Ich stelle eine grosse Solidarität fest. Viele, die nun keine Beschäftigung mehr haben, weil ihre Firma geschlossen ist, bieten sich an, anderen zu helfen, die wegen der Ausnahmesituation fast in Arbeit ertrinken. Auch die Konsumenten sind solidarisch: Es gibt Beizen, die Gutscheine für 100-Franken-Stangen anbieten, um rasch zu etwas Geld zu kommen. Ich selber werde in meiner Lieblingspizzeria solche Gutscheine kaufen und die Stange genussvoll trinken, sobald die Krise vorbei ist. Solche Aktionen werden wir viele erleben. Ich habe generell die Hoffnung, dass man sich wieder mehr auf die Menschen besinnt, die in der unmittelbaren Umgebung tätig sind. Die Anfälligkeit des globalen Systems wurde jetzt schonungslos offengelegt. Es wird eine Rückbesinnung auf das Lokale und Regionale folgen.
Schlittern wir in eine Rezession?
Das ist zu befürchten. Doch zuerst müssen wir aus der Krise finden.
Wird Arbeitslosigkeit ein Thema? Zuvor war immer von einem Fachkräftemangel die Rede.
Arbeitslosigkeit wird kaum zu verhindern sein. Da die Kurzarbeit auf 18 Monate ausgedehnt wurde, besteht aber die Chance, dass es nicht allzu schlimm wird. Dann sind wir hoffentlich wieder auf dem aufsteigenden Ast.
Die Börsen sind weltweit massiv eingebrochen. Ganz viele Vorsorgegelder sind in Wertpapieren angelegt. Was bedeutet das für unser Alterskapital?
Leider ist Stand heute davon auszugehen, dass wir Ende Jahr ganz schlechte Pensionskassenabschlüsse sehen werden.
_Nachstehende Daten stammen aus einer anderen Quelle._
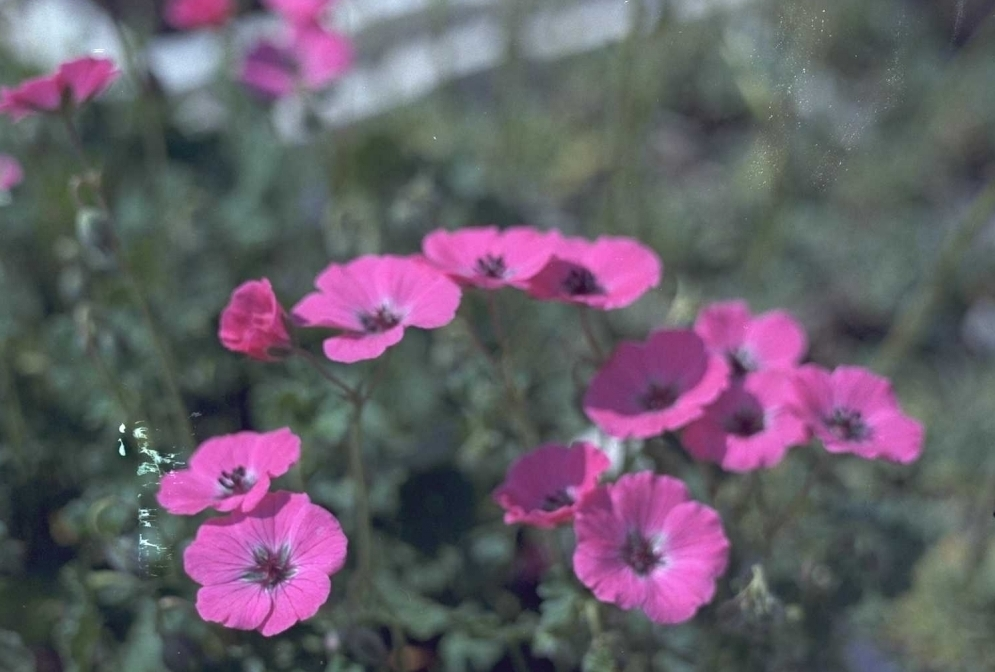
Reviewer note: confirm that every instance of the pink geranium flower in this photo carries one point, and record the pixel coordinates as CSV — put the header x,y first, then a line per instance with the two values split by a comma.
x,y
647,388
253,322
771,340
611,272
267,568
642,544
74,83
488,257
229,472
190,14
372,299
852,410
543,487
312,59
750,426
11,173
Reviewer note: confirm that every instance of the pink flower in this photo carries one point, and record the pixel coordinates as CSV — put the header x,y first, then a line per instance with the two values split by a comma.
x,y
490,258
647,388
611,272
253,322
75,82
372,299
851,410
642,544
267,568
190,14
771,340
750,426
229,472
299,11
11,173
313,58
543,487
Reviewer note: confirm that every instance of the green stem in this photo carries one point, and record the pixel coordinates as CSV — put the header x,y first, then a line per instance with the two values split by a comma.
x,y
910,325
135,291
319,365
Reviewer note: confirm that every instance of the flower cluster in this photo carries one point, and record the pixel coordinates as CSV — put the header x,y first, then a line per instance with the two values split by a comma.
x,y
267,564
310,55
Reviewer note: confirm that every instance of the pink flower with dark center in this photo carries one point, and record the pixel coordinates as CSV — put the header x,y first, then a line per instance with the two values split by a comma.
x,y
372,299
750,426
642,544
611,272
229,472
771,340
74,83
488,257
268,568
190,14
852,410
11,173
542,487
253,322
299,11
647,388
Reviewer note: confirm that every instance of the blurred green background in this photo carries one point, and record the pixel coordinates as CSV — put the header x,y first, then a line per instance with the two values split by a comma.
x,y
833,159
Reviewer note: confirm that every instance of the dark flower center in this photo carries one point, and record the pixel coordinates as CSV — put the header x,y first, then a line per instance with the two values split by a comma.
x,y
848,425
382,319
741,362
581,282
491,266
638,553
744,422
236,481
659,397
556,500
270,567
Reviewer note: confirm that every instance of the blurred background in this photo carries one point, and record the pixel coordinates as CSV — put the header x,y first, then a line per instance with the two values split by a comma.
x,y
834,159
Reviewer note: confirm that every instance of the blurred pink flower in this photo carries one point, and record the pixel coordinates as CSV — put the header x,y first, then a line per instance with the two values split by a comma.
x,y
647,388
190,14
771,340
323,55
852,410
299,11
611,272
253,322
487,257
750,426
11,173
268,568
642,544
75,82
542,487
372,299
229,472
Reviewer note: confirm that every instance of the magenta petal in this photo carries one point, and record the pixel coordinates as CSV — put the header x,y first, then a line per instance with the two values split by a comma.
x,y
349,348
243,606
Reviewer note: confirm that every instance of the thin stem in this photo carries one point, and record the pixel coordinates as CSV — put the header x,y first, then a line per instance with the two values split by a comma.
x,y
135,291
364,531
527,433
592,341
910,325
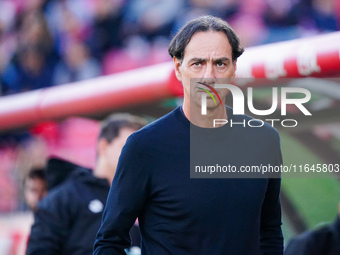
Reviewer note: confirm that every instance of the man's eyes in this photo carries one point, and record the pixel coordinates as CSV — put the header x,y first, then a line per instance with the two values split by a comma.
x,y
220,64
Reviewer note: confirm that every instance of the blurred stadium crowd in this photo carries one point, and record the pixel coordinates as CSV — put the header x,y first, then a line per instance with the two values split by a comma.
x,y
44,43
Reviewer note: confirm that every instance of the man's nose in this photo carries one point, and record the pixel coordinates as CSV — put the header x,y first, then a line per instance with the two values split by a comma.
x,y
208,76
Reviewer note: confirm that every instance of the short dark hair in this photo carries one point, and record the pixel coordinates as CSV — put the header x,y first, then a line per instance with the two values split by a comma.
x,y
203,24
111,126
37,173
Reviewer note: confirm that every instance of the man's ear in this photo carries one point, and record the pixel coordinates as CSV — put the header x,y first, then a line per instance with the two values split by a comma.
x,y
102,146
177,64
235,68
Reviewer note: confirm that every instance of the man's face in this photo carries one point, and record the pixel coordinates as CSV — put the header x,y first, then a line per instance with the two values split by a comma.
x,y
35,190
207,58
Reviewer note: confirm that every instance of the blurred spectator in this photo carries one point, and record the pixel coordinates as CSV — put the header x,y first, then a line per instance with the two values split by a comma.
x,y
106,31
322,241
69,217
35,188
151,18
77,65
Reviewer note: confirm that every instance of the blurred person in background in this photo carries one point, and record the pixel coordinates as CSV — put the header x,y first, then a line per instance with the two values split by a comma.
x,y
321,241
68,218
33,64
35,188
76,65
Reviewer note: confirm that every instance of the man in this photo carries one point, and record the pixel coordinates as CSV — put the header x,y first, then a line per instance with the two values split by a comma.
x,y
322,241
68,218
179,215
35,188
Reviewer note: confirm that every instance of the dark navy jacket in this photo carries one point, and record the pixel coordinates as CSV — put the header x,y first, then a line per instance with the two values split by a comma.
x,y
179,215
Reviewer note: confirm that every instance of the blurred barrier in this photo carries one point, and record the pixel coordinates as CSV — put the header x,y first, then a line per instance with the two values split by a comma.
x,y
317,56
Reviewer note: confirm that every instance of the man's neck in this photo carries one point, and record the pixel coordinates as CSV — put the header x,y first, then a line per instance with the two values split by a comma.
x,y
193,114
101,171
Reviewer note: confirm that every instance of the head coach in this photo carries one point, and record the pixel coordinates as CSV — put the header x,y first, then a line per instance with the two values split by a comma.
x,y
179,215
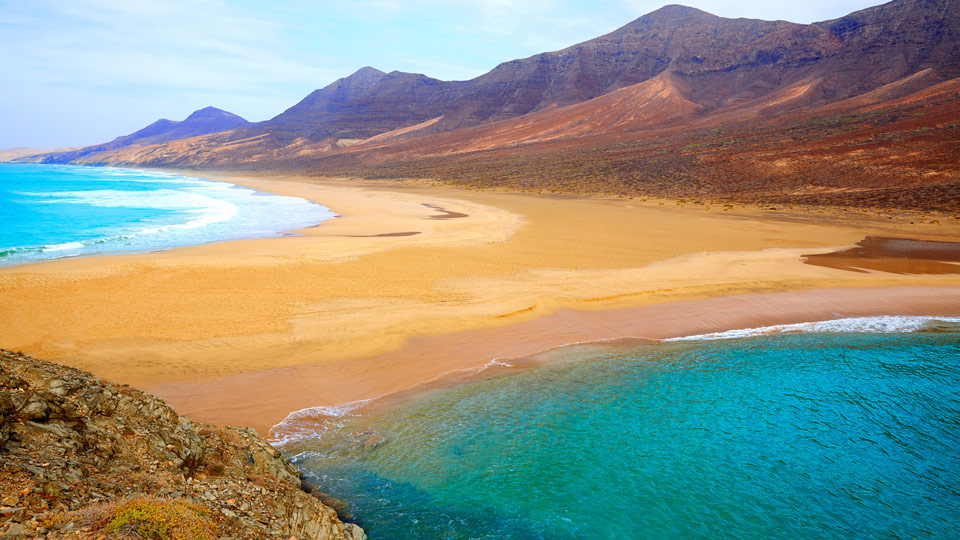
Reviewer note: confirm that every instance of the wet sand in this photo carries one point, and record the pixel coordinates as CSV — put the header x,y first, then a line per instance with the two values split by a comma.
x,y
895,255
269,396
348,294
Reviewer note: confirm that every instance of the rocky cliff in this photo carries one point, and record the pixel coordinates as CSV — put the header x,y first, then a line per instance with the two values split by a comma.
x,y
81,457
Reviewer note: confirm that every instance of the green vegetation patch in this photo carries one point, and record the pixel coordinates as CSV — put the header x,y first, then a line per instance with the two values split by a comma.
x,y
157,519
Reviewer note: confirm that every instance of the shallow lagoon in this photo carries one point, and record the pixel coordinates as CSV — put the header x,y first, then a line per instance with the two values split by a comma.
x,y
793,435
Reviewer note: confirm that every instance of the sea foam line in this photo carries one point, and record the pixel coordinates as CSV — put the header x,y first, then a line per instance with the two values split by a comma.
x,y
886,324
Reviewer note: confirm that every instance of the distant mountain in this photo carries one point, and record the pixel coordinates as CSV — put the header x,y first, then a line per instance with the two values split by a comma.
x,y
722,61
201,122
667,77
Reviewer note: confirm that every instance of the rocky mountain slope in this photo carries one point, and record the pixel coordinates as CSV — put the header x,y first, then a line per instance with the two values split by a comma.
x,y
673,82
200,122
85,458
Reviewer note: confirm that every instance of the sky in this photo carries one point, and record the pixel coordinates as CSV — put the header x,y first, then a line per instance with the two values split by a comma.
x,y
80,72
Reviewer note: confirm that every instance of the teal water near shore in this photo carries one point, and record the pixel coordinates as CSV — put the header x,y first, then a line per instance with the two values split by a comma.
x,y
56,211
806,432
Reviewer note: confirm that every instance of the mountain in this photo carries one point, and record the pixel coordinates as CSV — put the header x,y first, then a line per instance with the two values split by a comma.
x,y
200,122
665,82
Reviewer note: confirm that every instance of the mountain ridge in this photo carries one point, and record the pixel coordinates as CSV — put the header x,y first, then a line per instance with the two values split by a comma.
x,y
674,69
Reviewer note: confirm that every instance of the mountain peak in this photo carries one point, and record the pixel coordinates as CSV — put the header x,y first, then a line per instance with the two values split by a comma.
x,y
672,15
211,113
367,71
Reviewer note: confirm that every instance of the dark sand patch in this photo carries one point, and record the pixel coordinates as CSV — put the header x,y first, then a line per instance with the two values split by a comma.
x,y
446,214
893,255
382,235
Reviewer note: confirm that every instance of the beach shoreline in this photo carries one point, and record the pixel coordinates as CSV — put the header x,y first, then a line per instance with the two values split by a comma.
x,y
361,299
272,396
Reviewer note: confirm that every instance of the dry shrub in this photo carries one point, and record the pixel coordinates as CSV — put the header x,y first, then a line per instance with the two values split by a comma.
x,y
149,519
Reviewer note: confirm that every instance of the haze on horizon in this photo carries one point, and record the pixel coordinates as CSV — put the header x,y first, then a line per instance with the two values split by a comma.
x,y
85,71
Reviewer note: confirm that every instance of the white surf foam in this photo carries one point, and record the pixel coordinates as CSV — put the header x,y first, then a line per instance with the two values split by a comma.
x,y
62,247
882,324
311,422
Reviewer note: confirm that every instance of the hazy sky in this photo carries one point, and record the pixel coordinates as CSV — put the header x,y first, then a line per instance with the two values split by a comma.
x,y
79,72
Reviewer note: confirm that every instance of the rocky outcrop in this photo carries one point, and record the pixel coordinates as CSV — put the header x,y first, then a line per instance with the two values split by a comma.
x,y
83,457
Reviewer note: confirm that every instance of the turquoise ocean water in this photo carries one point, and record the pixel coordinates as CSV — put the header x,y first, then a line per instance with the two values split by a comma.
x,y
54,211
845,429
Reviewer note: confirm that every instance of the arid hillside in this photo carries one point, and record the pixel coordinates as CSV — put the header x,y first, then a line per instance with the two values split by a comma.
x,y
861,110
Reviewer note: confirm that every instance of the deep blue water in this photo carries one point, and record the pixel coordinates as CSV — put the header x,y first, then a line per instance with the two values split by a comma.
x,y
53,211
792,435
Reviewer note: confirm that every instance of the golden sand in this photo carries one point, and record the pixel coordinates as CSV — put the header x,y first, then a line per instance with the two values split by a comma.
x,y
362,285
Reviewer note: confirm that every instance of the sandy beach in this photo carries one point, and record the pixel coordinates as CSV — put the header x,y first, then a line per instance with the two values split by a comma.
x,y
414,281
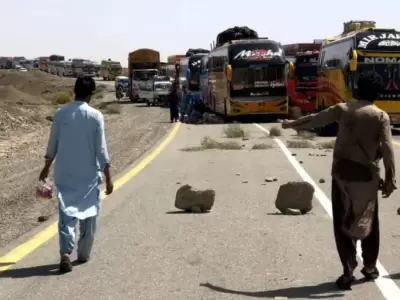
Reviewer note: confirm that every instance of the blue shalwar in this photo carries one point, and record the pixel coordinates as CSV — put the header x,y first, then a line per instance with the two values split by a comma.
x,y
77,142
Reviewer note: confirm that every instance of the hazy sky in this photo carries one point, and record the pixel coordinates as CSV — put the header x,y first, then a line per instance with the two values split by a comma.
x,y
111,29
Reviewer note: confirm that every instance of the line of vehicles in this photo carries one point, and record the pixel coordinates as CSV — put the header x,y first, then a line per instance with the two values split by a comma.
x,y
262,76
57,65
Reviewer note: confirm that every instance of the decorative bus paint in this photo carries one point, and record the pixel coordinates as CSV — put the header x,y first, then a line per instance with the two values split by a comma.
x,y
172,62
110,69
302,80
77,67
143,65
204,82
44,63
189,74
89,68
341,62
247,77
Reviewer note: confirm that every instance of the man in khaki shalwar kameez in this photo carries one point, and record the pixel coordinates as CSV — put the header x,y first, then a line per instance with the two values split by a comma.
x,y
363,139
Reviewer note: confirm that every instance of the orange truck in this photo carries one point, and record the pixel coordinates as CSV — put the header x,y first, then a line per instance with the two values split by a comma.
x,y
302,79
173,61
143,65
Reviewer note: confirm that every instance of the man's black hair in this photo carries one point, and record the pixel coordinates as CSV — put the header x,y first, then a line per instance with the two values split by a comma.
x,y
369,85
84,87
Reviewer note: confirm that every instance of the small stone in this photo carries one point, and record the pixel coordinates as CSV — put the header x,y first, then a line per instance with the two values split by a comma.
x,y
195,209
43,218
296,195
187,197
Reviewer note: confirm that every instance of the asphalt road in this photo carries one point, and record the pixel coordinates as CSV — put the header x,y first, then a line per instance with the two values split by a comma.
x,y
240,250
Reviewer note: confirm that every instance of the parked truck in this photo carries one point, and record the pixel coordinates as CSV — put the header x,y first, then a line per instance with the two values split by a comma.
x,y
110,69
143,66
302,80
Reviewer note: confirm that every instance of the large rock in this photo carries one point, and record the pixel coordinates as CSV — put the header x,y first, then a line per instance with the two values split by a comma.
x,y
188,198
295,195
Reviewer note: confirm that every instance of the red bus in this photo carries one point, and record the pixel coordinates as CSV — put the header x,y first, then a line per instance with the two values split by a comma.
x,y
302,77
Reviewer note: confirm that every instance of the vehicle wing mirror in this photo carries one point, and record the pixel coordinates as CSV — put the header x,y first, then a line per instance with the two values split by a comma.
x,y
188,75
353,61
229,72
291,69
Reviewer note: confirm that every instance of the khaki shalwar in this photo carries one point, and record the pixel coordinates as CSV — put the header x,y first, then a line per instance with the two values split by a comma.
x,y
363,139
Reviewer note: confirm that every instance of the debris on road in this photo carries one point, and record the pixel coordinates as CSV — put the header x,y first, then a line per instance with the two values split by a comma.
x,y
299,144
209,143
295,195
262,146
275,131
188,198
43,219
235,131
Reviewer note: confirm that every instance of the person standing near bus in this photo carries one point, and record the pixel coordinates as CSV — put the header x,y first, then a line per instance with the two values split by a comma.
x,y
363,139
173,103
77,142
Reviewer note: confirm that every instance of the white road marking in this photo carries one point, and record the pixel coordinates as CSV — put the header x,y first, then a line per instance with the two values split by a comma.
x,y
386,285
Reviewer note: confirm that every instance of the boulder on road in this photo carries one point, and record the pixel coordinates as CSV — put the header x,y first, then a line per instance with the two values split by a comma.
x,y
190,199
295,195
Die Pensionskasse des Kantons Baselland (BLPK) beispielsweise hat die Vorschrift, zu 90 Prozent ausfinanziert sein zu müssen, sonst braucht es eine Sanierung. Der Landrat wird sich überlegen müssen, wie diese Vorschrift erfüllt werden kann. Bevor die Pensionskasse neuerlich saniert werden muss, müssen die Folgen der Krise bewältigt sein.
Die Wirtschaftskammer hat eine Informationsoffensive gestartet, um den Unternehmen zu helfen. Was tun Sie sonst noch?
Wir bieten weiterhin Auskünfte darüber an, was möglich ist und was nicht – unter anderem mit unserer Hotline. Bisher waren einige Informationen der Behörden nicht vollständig. Hier springen wir ein. Ansonsten entwickeln wir viele andere Aktivitäten: So geben wir Desinfektionsmittel ab oder beraten Firmen, wie die Arbeitsumgebung angepasst werden kann, damit die Bundesvorgaben eingehalten werden. Wir bekommen ungeheuer viele Anfragen zu solchen Themen, auch Fragen zum Arbeitsrecht gibt es viele. Wir haben ein Netz von Juristen angezapft, damit wir korrekte Auskünfte erteilen können. Im Moment sind wir aber auch daran, auf die Zollbehörden einzuwirken, damit Grenzgänger nicht stundenlang im Stau stehen müssen. Wir haben eine Art Vignette vorgeschlagen, damit es rascher geht.
Sie haben sich am Dienstag am runden Tisch der Wirtschaft mit Finanzdirektor Anton Lauber beteiligt. Wie ist die Stimmung in der Politik?
Das Verständnis für die Situation der Wirtschaft ist da. Allerdings bestand beim Kanton anfänglich die Meinung, dass die Krise vor allem mit Bundesmitteln bewältigt werden könne. Hoffentlich ist es uns Wirtschaftsvertretern gelungen, den Kanton davon zu überzeugen, dass es auch ein Hilfspaket vom Kanton brauchen wird. Und zwar sofort.